Eu fui crescendo e tentando buscar respostas para 'essa coisa' de ter que se despedir da vida sem se saber quando e sem se saber o porquê, e  de ter que ir para um lugar aonde não se tem certeza de que vai gostar  de se estar nele e  muito menos de não saber o que se poderia fazer neste lugar de tão especial, que não se pode ficar fazendo aqui mesmo na vida?

Ao longo de minha vida, estive participando de muitas religiões e estudando sobre elas, para tentar compreender um pouco melhor as coisas que eu nunca consegui entender. Todas as religiões são lindas! Mas, não me adequei a nenhuma delas. Porém, continuei estudando à respeito, para compreender a visão e o entendimento de cada um sobre a terra e sobre o céu; sobre o "se viver" e sobre o "se morrer".

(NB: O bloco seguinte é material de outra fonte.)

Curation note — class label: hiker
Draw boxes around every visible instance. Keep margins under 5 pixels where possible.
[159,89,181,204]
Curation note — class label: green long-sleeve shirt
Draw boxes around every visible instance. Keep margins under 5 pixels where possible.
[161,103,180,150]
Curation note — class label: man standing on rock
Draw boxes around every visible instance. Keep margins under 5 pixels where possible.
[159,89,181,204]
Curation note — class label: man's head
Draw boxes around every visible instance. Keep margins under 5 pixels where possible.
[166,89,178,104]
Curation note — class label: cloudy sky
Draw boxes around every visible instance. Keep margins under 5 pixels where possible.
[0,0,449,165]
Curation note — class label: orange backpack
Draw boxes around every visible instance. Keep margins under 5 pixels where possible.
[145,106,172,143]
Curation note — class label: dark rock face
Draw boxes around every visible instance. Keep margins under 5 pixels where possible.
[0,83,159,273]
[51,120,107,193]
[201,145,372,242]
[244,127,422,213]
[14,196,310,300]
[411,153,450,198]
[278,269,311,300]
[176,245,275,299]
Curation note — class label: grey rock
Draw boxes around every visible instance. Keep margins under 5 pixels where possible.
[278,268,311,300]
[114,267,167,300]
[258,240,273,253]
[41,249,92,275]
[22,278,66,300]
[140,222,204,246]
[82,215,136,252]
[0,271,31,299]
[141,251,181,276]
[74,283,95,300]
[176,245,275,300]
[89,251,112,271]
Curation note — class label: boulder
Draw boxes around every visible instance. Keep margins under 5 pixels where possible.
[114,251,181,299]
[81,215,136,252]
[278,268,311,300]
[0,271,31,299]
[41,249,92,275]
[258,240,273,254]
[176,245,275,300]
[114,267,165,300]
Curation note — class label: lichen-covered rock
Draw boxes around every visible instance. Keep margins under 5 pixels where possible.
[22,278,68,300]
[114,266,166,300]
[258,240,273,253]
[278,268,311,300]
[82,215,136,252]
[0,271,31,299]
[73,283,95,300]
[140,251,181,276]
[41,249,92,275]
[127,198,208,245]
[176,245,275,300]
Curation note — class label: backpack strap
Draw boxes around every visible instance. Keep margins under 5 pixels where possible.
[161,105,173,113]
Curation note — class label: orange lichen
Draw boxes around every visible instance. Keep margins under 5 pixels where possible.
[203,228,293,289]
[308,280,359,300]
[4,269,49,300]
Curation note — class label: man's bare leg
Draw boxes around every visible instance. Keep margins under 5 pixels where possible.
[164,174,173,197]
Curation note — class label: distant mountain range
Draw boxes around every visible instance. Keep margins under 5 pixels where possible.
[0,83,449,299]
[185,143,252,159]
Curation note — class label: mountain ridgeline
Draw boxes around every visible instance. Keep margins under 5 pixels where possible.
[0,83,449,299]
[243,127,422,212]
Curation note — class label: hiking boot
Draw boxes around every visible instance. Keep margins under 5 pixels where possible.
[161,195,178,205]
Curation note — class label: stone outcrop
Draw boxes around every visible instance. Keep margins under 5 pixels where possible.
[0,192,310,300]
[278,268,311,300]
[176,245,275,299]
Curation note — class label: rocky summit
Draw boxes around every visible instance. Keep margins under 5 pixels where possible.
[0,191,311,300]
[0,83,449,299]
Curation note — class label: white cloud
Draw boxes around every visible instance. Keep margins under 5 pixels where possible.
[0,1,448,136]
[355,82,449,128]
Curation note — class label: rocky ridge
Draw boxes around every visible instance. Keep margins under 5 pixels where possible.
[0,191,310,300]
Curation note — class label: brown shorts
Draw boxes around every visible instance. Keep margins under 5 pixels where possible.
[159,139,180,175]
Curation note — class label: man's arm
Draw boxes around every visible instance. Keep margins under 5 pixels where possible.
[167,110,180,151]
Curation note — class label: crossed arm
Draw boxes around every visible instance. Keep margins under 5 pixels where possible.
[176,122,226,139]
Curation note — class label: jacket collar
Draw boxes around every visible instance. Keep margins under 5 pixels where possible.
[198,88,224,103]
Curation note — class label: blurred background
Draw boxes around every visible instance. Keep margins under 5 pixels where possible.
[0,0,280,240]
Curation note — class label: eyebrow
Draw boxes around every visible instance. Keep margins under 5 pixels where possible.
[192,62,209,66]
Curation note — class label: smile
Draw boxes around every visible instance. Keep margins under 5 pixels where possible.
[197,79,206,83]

E assim, eu fui crescendo sem muito saber à respeito de nada desses assuntos tão intensos e tão profundos, onde cada um vai buscando para si as suas próprias respostas e com elas vivendo e nelas acreditando. 

Somos todos vencedores porque mesmo sem sabermos de nada, vamos enfeitando a vida e nos apaixonando por ela. E também, porque vamos construindo a idéia de algo bonito e mágico para depois de sermos enterrados como algo que não tem mais utilidade na vida.

Ser humano é ser crente. Ser humano é ser crédulo! Ser humano é não deixar a "peteca" cair. E no caso de cair a peteca é juntá-la novamente e continuar a brincar. A vida é uma linda brincadeira. Eu acho!